In patients with rheumatoid arthritis (RA), CD40 expression is increased on articular chondrocytes, thus, CD40 signaling likely contributes to production of damaging cytokines and matrix metalloproteinases. See, Gotoh et al. (2004) J. Rheumatol. 31:1506-12. Further, it has been shown that amplification of the synovial inflammatory response occurs through activation of mitogen-activated protein (MAP) kinases and nuclear factor kappaB (NFκB) via ligation of CD40 on CD14+ synovial cells from RA patients (Harigai et al. (2004) Arthritis. Rheum. 50:2167-77). In an experimental model of RA, anti-CD40L antibody treatment prevented disease induction, joint inflammation, and anti-collagen antibody production (Durie et al. (1993) Science 261:1328). Finally, in clinical trials, it has been shown that depleting CD20+ positive B cells of RA patients by administering RITUXAN® (generally indicated for B cell lymphoma) improves symptoms. (Shaw et al. (2003) Ann. Rheum. Dis. 62:ii55-ii59).

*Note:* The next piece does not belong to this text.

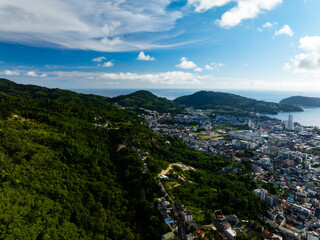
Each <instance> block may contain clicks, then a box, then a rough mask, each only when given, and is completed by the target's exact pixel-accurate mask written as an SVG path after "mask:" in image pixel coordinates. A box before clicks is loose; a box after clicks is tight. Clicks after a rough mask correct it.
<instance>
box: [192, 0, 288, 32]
mask: <svg viewBox="0 0 320 240" xmlns="http://www.w3.org/2000/svg"><path fill="white" fill-rule="evenodd" d="M231 2H236V6H235V7H233V8H231V9H230V10H228V11H226V12H225V13H223V14H222V16H221V19H219V20H216V23H217V24H218V25H219V26H220V27H223V28H230V27H234V26H236V25H238V24H239V23H241V22H242V20H245V19H252V18H255V17H257V16H258V15H259V14H260V13H262V12H263V11H264V10H267V11H269V10H272V9H273V8H275V7H276V6H277V5H279V4H280V3H282V0H188V4H189V5H191V6H193V7H195V11H196V12H204V11H207V10H209V9H212V8H215V7H222V6H225V5H227V4H229V3H231Z"/></svg>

Blocking CD40/CD40L interactions during antigen presentation to T cells has also been shown to induce T cell tolerance. Therefore, blocking CD40/CD40L interaction prevents initial T cell activation as well as induces long term tolerance to re-exposure to the antigen.
Given the critical role of CD40L-mediated CD40 signaling in maintenance of normal immunity, methods are needed for intervention into this signaling pathway when dysregulation occurs.